6

So, I have this:

I know that some code was used to generate a random sequence, and it looked roughly like this:

#include <iostream>
#include <string>

int main() {
    const std::string alphabet = "abcdefghijklmnopqrstuvwxyzABCDEFGHIJKLMNOPQRSTUVWXYZ0123456789";
    std::string temp = "1234567890";
    srand(MAGICNUMBER);
    for (int i = 0;; ++i) {
        for (int j = 0; j < 10; ++j) {
            temp[j] = alphabet[rand() % alphabet.size()];
        }
        std::cout << temp << std::endl;
    }
}

It was used to generate a sequence of 124660967 strings, the last of which was "2lwd9JjVnE", and then stopped. The compilator used was 64-bit g++ 4.8 for Linux. What I want is to find the 124660968th string – that is, the one that would have been printed next. The caveat, of course, is that I don't know the MAGICNUMBER. I'm pretty sure that it's possible to brute-force all possibilities, but it would take millennia, it seems. I've tried to snoop around in rand() source code, but I don't really understand it, much less exploit it. Is it possible to find that string in more or less reasonable time?

UPD Is it even possible to generate what is supposed to go after my string without finding out the seed?

Akiiino
  • 161
  • 5
  • The compiler is (or *should be*) irrelevant in this case. The interesting part is the libc, because that's where rand() is implemented. And the seed is "only" an `unsigned int`... – user Mar 30 '16 at 14:20
  • @MichaelKjörling Well, the standard does _not_ provide any details on how random should be implemented, so the compiler seems to be quite relevant, or am I wrong? – Akiiino Mar 30 '16 at 14:25
  • You are confusing the compiler with the standard library.

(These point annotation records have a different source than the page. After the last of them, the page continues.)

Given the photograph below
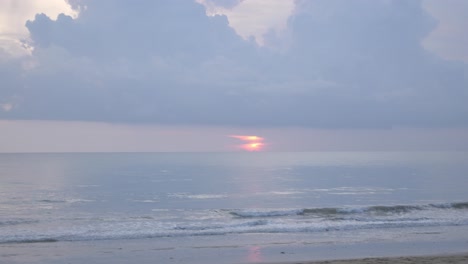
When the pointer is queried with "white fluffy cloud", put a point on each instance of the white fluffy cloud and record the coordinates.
(347, 64)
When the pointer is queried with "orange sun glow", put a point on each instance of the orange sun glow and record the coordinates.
(253, 143)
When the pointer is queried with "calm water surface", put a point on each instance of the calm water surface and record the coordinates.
(81, 197)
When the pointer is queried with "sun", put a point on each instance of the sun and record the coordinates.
(253, 143)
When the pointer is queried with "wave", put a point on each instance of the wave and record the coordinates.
(239, 221)
(336, 211)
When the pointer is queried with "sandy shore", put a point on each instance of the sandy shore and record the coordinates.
(441, 259)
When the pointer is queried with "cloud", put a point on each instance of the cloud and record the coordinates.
(223, 3)
(344, 64)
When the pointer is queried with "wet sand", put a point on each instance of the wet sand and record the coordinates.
(440, 259)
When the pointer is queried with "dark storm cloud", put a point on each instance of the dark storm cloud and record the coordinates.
(348, 64)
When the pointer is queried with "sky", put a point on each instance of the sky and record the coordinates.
(303, 75)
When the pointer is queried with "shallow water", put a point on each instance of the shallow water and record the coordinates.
(369, 195)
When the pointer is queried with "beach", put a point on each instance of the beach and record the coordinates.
(232, 208)
(436, 259)
(242, 249)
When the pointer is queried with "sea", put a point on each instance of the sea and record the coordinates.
(232, 199)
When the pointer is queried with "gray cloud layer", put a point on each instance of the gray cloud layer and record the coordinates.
(348, 64)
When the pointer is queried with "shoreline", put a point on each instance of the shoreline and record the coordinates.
(461, 258)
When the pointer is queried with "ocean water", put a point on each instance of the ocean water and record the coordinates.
(355, 196)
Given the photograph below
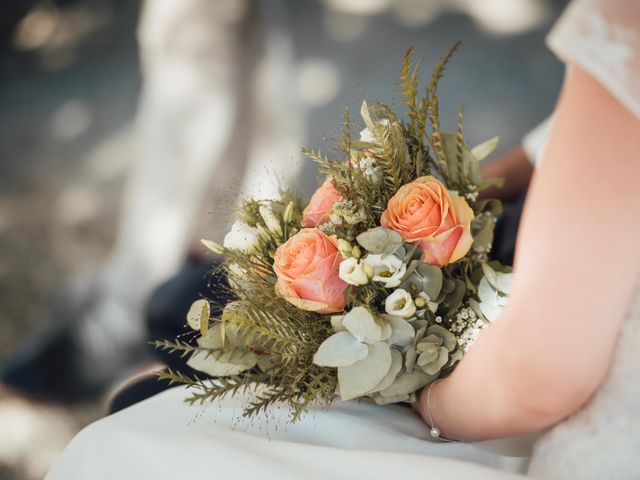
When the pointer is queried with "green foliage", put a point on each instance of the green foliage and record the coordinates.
(367, 175)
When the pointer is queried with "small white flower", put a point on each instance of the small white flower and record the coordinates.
(241, 237)
(432, 306)
(367, 135)
(270, 220)
(400, 304)
(352, 272)
(370, 170)
(386, 269)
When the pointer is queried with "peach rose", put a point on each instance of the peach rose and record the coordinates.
(317, 211)
(423, 211)
(307, 267)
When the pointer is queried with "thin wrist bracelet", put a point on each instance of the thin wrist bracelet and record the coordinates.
(435, 431)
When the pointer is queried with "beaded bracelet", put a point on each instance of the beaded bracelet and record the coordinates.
(435, 431)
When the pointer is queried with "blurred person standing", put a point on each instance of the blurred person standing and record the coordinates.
(216, 107)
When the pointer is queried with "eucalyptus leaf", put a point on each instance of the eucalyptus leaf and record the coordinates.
(336, 323)
(362, 325)
(340, 350)
(359, 378)
(380, 240)
(198, 316)
(484, 149)
(402, 333)
(432, 283)
(394, 370)
(407, 383)
(366, 117)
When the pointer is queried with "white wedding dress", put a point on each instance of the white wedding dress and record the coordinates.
(163, 438)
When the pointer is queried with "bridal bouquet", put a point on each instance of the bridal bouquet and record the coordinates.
(373, 288)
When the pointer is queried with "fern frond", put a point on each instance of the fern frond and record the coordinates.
(460, 148)
(439, 70)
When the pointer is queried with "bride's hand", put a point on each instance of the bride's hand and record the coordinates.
(576, 265)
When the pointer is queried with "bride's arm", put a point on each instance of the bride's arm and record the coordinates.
(576, 264)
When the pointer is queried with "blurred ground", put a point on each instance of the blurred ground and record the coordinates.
(69, 83)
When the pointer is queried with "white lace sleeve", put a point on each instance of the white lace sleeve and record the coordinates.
(603, 38)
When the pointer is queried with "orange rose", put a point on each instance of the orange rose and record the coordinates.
(423, 211)
(317, 211)
(307, 267)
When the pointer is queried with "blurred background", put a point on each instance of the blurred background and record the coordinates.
(127, 128)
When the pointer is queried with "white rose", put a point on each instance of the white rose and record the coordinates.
(386, 269)
(494, 298)
(400, 304)
(352, 272)
(241, 237)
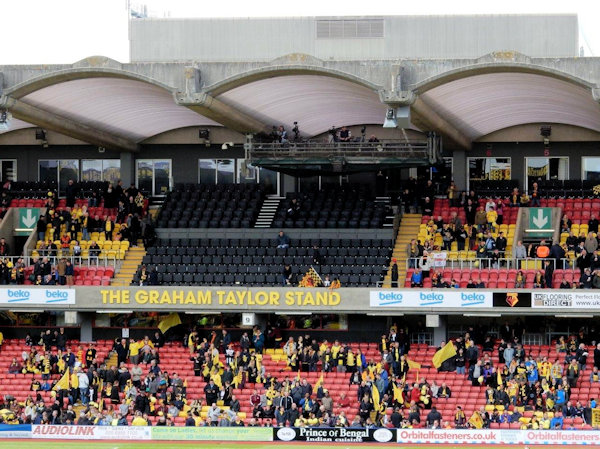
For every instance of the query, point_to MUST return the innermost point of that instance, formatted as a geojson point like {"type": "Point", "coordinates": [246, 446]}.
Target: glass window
{"type": "Point", "coordinates": [590, 167]}
{"type": "Point", "coordinates": [207, 171]}
{"type": "Point", "coordinates": [543, 168]}
{"type": "Point", "coordinates": [314, 321]}
{"type": "Point", "coordinates": [111, 170]}
{"type": "Point", "coordinates": [162, 177]}
{"type": "Point", "coordinates": [48, 171]}
{"type": "Point", "coordinates": [67, 169]}
{"type": "Point", "coordinates": [8, 170]}
{"type": "Point", "coordinates": [225, 171]}
{"type": "Point", "coordinates": [489, 169]}
{"type": "Point", "coordinates": [144, 175]}
{"type": "Point", "coordinates": [91, 170]}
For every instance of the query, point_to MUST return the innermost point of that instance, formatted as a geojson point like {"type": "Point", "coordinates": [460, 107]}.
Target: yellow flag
{"type": "Point", "coordinates": [444, 354]}
{"type": "Point", "coordinates": [63, 383]}
{"type": "Point", "coordinates": [475, 420]}
{"type": "Point", "coordinates": [168, 322]}
{"type": "Point", "coordinates": [217, 380]}
{"type": "Point", "coordinates": [413, 365]}
{"type": "Point", "coordinates": [237, 380]}
{"type": "Point", "coordinates": [319, 382]}
{"type": "Point", "coordinates": [375, 398]}
{"type": "Point", "coordinates": [397, 394]}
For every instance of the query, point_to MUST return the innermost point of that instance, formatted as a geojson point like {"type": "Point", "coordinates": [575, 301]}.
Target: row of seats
{"type": "Point", "coordinates": [250, 280]}
{"type": "Point", "coordinates": [83, 275]}
{"type": "Point", "coordinates": [331, 207]}
{"type": "Point", "coordinates": [211, 206]}
{"type": "Point", "coordinates": [175, 358]}
{"type": "Point", "coordinates": [496, 277]}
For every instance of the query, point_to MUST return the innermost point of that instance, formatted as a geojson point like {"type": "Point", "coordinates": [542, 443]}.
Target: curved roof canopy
{"type": "Point", "coordinates": [316, 102]}
{"type": "Point", "coordinates": [130, 108]}
{"type": "Point", "coordinates": [481, 104]}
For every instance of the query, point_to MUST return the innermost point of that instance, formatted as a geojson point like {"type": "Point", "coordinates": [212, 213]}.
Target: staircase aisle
{"type": "Point", "coordinates": [409, 229]}
{"type": "Point", "coordinates": [267, 212]}
{"type": "Point", "coordinates": [129, 266]}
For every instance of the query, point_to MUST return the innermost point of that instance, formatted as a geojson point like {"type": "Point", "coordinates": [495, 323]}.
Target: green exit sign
{"type": "Point", "coordinates": [540, 221]}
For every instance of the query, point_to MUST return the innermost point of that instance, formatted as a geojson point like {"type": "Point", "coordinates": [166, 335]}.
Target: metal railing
{"type": "Point", "coordinates": [313, 150]}
{"type": "Point", "coordinates": [100, 261]}
{"type": "Point", "coordinates": [422, 338]}
{"type": "Point", "coordinates": [489, 264]}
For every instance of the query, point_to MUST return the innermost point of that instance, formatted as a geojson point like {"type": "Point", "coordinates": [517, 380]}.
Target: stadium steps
{"type": "Point", "coordinates": [267, 212]}
{"type": "Point", "coordinates": [409, 229]}
{"type": "Point", "coordinates": [133, 259]}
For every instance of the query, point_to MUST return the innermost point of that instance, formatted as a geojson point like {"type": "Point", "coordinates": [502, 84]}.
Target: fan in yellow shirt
{"type": "Point", "coordinates": [139, 420]}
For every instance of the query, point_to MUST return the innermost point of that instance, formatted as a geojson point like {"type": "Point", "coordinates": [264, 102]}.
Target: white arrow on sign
{"type": "Point", "coordinates": [29, 220]}
{"type": "Point", "coordinates": [541, 220]}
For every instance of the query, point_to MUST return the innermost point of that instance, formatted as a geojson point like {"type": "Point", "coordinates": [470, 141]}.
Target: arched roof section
{"type": "Point", "coordinates": [479, 101]}
{"type": "Point", "coordinates": [489, 68]}
{"type": "Point", "coordinates": [110, 100]}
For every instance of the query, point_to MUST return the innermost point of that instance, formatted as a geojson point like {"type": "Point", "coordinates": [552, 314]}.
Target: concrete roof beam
{"type": "Point", "coordinates": [214, 109]}
{"type": "Point", "coordinates": [65, 126]}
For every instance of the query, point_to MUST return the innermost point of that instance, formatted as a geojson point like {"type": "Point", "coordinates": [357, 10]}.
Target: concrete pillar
{"type": "Point", "coordinates": [288, 184]}
{"type": "Point", "coordinates": [85, 326]}
{"type": "Point", "coordinates": [127, 168]}
{"type": "Point", "coordinates": [459, 169]}
{"type": "Point", "coordinates": [440, 332]}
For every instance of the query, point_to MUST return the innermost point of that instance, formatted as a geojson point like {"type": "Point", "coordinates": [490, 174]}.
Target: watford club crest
{"type": "Point", "coordinates": [512, 299]}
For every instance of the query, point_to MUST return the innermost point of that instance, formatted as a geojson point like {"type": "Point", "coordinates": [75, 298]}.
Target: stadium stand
{"type": "Point", "coordinates": [259, 262]}
{"type": "Point", "coordinates": [328, 386]}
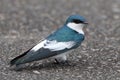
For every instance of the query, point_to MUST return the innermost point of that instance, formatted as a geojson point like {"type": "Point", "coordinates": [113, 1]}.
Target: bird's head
{"type": "Point", "coordinates": [76, 22]}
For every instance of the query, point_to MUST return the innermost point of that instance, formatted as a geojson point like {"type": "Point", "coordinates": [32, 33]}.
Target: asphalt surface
{"type": "Point", "coordinates": [23, 23]}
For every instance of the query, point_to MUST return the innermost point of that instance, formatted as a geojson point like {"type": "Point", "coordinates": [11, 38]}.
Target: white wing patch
{"type": "Point", "coordinates": [54, 45]}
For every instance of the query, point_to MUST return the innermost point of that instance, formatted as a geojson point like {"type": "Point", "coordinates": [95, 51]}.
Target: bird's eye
{"type": "Point", "coordinates": [77, 21]}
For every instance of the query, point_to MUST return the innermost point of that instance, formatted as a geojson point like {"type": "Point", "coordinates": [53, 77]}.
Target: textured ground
{"type": "Point", "coordinates": [24, 22]}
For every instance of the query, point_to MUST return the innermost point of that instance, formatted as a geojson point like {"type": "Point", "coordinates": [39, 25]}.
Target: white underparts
{"type": "Point", "coordinates": [54, 45]}
{"type": "Point", "coordinates": [61, 57]}
{"type": "Point", "coordinates": [76, 27]}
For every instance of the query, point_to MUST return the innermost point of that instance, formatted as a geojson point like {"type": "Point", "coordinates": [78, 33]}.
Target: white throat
{"type": "Point", "coordinates": [76, 27]}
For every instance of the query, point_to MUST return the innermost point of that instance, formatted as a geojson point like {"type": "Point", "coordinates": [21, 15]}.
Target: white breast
{"type": "Point", "coordinates": [54, 45]}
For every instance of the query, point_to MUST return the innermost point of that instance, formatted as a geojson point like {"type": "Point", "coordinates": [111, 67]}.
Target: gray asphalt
{"type": "Point", "coordinates": [24, 22]}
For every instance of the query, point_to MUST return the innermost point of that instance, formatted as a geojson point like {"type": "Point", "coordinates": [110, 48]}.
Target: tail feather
{"type": "Point", "coordinates": [14, 61]}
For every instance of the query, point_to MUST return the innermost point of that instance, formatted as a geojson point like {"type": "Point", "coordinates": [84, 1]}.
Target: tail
{"type": "Point", "coordinates": [18, 59]}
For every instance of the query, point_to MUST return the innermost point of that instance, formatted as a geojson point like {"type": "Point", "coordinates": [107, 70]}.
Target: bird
{"type": "Point", "coordinates": [68, 37]}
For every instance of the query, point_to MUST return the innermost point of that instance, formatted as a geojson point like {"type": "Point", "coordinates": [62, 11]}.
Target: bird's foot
{"type": "Point", "coordinates": [66, 62]}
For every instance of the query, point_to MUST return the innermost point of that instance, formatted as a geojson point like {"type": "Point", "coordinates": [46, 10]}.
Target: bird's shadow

The compiler only cares about (in this case) C++ *keywords*, whereas the standard library builds on top of that to make it easier to implement useful functionality by providing things like `cout`, `rand()`, `std::string` and so on. – user Mar 30 '16 at 14:30
  • @MichaelKjörling, ah, I see, okay; learned something new today, I guess – Akiiino Mar 30 '16 at 14:31
  • Related, except about C, not C++: [How to predict C rand()?](http://security.stackexchange.com/q/31643/2138) – user Mar 30 '16 at 14:33
  • **Why** do you want to find the one that comes next? Why can't you just generate a new random value? Note that the method isn't completely secure anyways, since `rand()` doesn't return crypto-level results, and the mod afterwards will skew to one side (since the range of the random is not a multiple of the alphabet size). – Clockwork-Muse Mar 30 '16 at 18:32
  • Repost? https://stackoverflow.com/questions/35299865/is-there-a-way-to-find-the-next-item-in-random-sequence Anyway, `srand()` takes an unsigned integer, so why not just search the binary or memory for the number? Once you know the *MAGICNUMBER*, you can easily predict what comes next because it follows a set formula to generate random numbers. However, if you are wanting to reverse the PRNG without *MAGICNUMBER*, using only the known outputs, I suppose it is possible, but difficult. You would need to determine the internal state when the last random number was generated – Spencer D Apr 11 '16 at 21:23

2 Answers2

7

The compiler itself is irrelevant; the rand() function is implemented in libc.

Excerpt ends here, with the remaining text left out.